The cottages were single-family units; each was carefully landscaped with a variety of plants, including mature Opuntia specimens standing over five feet tall. My general policy around spiny plants is extreme caution. However, Opuntia did not strike me as especially problematic, particularly since you could see your supermarket fruit growing atop many of the plants. It was, unfortunately, exactly analogous to expecting real Panda bears to be cuddly just like our childhood Teddy Bears.

As it happens, I was outside as another guest, standing in the driveway, was directing the driver of a car backing into the driveway. As the car rolled back, the man stepped back —right into a large Opuntia. He yelped and jumped forward and I assumed that except for a few painful pricks, he would be just fine. 

What a foolish assumption! While Opuntia do have spines, they are not very long. The real menace, however, comes from the Opuntia’s small hair-like structures called glochids. They grow in tufts and there are numerous glochids in each tuft. To think of them simply as little hairs is to do them a terrible injustice. It would be similar to calling a poison ivy rash just a skin inflammation! Glochids break off and lodge in the skin, and cause an unbearable irritation. They are so fine that it can take days to pull them out manually, assuming you can actually see them. At moments like these, nearsightedness is a serious advantage.

Seeing the agony of this man, I was curious as to how the fruit could be safely gathered. There are a few simple rules. The fruit is never picked on a windy day. The workers always wear heavy gloves and the fruit is rolled thoroughly in the dirt after picking to remove the glochids.

For many years, I have been volunteering in a public garden where one of the collection rooms is devoted entirely to cacti and succulents. Both categories are plants that are primarily adapted to warm climates with dry conditions. Cacti, with one exception, are New World plants while succulents can be found growing on almost every continent. The distinguishing characteristic of a cactus is a small, round cushion-like structure called areoles. It is from these areoles that the spines, branches glochids and even flowers grow. However, not all cacti have glochids.

I had never been particularly interested in cacti or succulents. However, I have a good friend who restricted herself to growing them as houseplants because she travels and these plants do well without watering for several weeks. As I became more familiar with them, I began to admire their shapes and varied growth habits. Their most remarkable aspect is the fabulous flowers many of them produce, as if to make up for the structural toughness displayed the balance of the year.

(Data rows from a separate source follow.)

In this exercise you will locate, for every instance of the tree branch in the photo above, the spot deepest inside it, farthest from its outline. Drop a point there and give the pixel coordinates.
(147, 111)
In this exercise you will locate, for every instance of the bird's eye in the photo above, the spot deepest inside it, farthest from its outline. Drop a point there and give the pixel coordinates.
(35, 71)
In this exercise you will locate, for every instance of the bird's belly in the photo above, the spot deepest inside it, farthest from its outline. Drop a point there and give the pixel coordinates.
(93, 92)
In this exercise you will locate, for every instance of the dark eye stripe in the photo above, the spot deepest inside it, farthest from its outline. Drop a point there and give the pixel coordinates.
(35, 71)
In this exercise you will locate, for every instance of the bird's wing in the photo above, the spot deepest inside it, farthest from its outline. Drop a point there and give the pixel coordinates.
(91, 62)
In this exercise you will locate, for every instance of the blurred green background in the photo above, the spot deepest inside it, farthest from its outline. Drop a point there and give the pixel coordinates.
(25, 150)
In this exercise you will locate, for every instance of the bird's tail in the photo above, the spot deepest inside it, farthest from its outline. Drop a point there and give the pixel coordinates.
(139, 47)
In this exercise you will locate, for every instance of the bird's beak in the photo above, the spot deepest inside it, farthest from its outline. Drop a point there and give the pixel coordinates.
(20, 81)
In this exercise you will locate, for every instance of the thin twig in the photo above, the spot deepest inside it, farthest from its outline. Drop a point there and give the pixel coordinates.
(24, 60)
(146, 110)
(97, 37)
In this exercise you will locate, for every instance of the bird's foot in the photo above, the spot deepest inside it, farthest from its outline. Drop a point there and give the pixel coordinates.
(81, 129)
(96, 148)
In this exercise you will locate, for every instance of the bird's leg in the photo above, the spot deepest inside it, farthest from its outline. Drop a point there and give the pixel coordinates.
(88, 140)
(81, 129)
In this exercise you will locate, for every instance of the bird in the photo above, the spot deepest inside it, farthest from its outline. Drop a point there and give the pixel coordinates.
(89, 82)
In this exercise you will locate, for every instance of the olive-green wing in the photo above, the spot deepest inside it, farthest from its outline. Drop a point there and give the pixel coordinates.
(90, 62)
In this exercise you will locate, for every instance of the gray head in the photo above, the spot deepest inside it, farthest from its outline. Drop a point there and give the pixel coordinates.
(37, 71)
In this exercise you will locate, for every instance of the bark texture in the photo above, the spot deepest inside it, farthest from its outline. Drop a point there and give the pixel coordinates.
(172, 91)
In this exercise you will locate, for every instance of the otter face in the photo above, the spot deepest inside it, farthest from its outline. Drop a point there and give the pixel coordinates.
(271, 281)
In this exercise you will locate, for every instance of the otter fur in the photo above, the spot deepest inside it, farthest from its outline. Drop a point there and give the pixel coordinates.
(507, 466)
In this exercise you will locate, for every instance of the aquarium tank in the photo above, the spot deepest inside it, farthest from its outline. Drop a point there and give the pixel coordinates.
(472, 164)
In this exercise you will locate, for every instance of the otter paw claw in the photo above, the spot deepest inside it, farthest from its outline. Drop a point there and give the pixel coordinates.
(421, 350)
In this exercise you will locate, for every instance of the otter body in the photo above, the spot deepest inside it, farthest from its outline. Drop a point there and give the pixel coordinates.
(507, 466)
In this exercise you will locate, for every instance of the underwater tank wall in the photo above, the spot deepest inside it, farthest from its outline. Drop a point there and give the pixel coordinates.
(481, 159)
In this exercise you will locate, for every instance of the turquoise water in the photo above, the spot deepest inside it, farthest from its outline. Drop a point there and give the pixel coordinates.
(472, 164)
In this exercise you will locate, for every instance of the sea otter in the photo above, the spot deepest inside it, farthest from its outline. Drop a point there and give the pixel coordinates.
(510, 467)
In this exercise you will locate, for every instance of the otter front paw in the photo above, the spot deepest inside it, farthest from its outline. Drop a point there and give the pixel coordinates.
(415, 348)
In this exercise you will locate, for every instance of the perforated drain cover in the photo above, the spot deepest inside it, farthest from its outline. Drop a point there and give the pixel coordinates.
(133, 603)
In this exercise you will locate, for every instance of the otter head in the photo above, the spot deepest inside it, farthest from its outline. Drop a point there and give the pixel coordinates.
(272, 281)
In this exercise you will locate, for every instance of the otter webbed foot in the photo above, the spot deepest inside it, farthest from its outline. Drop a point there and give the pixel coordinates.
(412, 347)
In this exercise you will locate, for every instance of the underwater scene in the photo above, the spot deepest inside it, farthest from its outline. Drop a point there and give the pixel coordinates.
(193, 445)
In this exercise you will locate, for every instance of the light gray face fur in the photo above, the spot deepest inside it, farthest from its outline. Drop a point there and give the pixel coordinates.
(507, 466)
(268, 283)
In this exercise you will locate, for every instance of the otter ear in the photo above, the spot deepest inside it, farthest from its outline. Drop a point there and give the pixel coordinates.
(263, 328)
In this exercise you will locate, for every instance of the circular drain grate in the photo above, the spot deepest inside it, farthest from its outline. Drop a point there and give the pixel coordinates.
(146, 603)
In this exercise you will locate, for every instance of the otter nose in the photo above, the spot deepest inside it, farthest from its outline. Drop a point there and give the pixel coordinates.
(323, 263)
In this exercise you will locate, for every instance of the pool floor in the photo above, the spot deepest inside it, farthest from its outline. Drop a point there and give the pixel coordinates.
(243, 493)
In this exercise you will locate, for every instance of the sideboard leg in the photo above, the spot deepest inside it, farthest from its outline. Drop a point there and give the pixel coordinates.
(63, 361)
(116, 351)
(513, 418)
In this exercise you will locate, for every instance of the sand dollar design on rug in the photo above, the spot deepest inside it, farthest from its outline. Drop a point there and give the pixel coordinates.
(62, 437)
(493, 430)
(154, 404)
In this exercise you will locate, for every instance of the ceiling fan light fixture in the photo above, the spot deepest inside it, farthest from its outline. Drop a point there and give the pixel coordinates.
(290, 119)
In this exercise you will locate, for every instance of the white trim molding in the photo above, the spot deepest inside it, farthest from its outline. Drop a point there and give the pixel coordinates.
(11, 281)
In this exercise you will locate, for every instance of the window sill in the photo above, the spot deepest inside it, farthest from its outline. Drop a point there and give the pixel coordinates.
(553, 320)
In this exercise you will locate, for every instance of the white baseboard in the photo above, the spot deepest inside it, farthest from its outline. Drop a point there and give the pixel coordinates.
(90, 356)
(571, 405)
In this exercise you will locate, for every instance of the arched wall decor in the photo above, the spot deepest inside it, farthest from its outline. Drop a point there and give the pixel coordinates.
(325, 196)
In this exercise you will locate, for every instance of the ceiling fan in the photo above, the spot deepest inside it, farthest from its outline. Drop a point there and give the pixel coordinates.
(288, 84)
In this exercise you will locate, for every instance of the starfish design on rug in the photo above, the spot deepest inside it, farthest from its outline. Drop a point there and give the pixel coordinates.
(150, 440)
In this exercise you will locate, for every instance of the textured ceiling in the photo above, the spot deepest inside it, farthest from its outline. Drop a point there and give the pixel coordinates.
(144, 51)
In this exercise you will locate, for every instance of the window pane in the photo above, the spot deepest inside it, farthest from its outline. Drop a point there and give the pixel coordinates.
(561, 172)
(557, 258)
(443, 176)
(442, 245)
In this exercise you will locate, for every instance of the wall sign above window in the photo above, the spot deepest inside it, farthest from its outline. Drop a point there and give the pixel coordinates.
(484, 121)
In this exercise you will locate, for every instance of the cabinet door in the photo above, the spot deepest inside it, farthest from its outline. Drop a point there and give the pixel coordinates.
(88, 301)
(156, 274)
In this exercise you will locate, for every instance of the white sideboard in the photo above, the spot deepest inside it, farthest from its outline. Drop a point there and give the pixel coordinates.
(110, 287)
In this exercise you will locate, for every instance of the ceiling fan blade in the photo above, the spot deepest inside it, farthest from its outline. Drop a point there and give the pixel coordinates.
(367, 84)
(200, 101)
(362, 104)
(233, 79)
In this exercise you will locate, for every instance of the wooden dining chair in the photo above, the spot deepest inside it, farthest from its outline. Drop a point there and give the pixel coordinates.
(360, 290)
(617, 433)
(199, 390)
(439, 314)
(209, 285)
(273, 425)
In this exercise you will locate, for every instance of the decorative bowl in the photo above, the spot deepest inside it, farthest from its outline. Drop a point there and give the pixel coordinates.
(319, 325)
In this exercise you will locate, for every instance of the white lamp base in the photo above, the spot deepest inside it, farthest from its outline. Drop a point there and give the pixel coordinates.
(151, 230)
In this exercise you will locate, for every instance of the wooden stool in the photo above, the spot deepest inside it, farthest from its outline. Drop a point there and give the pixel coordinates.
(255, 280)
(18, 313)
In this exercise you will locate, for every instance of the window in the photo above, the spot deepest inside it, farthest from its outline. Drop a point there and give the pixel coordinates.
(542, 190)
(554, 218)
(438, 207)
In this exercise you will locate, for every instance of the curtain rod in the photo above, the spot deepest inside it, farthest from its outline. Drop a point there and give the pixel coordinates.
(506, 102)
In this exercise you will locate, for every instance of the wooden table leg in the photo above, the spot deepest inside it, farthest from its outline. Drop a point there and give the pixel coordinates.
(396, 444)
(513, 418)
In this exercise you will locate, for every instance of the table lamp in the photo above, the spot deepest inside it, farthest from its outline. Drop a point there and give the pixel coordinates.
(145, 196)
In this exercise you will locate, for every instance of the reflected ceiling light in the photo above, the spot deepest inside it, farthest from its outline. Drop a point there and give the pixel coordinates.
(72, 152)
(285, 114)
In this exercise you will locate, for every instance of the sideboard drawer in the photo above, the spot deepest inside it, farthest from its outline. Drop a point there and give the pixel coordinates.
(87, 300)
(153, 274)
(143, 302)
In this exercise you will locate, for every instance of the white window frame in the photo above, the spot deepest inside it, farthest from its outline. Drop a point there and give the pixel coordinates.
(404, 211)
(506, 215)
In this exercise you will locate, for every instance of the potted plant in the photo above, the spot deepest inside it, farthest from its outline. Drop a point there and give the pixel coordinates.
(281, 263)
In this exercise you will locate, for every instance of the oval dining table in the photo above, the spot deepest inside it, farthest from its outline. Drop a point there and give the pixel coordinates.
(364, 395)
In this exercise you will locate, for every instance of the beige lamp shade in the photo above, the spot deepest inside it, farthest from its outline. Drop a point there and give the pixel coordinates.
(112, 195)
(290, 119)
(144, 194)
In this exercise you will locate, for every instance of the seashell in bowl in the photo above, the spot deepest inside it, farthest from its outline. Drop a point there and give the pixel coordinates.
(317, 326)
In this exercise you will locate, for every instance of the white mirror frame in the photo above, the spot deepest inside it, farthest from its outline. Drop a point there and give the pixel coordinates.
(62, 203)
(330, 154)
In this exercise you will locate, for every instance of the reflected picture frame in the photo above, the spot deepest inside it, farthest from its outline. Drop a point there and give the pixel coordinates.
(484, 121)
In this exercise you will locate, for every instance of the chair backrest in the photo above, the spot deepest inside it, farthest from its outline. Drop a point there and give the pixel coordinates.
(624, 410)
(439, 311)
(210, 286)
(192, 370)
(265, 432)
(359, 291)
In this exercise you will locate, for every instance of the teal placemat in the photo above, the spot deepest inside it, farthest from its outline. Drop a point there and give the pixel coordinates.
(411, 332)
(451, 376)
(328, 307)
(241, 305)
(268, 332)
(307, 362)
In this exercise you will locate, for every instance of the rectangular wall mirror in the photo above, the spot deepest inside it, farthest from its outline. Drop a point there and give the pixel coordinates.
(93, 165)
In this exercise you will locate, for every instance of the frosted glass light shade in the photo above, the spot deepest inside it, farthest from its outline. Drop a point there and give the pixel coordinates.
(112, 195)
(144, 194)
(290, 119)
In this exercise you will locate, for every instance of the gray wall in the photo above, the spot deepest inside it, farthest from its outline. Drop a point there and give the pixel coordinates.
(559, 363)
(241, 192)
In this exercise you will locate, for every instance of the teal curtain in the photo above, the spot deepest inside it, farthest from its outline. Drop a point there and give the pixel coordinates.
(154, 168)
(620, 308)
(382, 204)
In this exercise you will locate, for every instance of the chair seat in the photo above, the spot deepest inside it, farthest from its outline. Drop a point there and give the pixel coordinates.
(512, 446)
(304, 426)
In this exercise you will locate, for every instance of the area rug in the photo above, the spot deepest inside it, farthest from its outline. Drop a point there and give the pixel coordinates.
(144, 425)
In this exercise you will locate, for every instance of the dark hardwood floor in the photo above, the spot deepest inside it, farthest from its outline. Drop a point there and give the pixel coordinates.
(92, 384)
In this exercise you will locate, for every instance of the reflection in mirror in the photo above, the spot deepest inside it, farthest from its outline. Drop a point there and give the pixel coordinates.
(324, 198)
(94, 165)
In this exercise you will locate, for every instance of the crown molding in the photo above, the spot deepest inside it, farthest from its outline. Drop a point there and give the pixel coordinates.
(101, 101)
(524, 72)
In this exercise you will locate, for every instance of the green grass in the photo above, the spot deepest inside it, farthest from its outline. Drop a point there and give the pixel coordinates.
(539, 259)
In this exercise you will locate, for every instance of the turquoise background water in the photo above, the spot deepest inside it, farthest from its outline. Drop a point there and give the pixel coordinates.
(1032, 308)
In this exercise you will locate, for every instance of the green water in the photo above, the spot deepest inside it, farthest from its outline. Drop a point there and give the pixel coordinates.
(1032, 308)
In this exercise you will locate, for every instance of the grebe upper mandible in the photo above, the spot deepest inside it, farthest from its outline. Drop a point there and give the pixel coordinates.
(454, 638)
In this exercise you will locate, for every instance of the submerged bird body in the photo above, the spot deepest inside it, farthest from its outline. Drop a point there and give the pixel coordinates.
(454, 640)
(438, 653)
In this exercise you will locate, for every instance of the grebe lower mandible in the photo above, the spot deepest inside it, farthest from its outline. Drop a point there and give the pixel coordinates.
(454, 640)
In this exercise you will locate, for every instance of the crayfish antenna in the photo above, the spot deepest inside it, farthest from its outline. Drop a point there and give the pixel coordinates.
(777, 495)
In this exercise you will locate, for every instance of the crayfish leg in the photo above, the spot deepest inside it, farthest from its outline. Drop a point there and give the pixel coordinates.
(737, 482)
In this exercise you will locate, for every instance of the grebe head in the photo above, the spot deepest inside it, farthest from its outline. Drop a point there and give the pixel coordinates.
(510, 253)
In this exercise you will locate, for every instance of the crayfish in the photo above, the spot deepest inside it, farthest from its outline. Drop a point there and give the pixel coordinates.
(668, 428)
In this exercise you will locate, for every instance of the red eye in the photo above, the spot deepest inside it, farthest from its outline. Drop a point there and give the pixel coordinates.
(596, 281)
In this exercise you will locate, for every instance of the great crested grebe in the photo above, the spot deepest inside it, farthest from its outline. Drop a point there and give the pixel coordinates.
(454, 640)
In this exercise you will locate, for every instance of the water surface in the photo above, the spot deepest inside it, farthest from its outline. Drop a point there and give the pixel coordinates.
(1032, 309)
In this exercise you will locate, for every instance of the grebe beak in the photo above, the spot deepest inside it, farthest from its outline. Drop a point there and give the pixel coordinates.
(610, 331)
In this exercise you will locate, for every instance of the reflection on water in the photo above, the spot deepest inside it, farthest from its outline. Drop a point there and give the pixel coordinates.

Recently I was grooming  — weeding — the collection in the succulent house. In the second row, there was a small Opuntia with the most gorgeous, fuzzy new growth of cinnamon-colored areoles. Knowing better, I certainly did not intend to touch it with my bare hands. However, as I reached across it to pick a plant in the row behind it, I felt something prickling. I looked down and the back of my hand looked as if it had been dipped in cinnamon. Fortunately, with a pair of small tweezers used for grooming, I was able to pluck out most of them in less than an hour. It was suggested to me later that I might also try some form of sticky tape to pull off those glochids en masse in the event of a future encounter.

Plants are the basis for all animal life, but they have evolved numerous strategies to protect themselves. They continue to fascinate those who love them.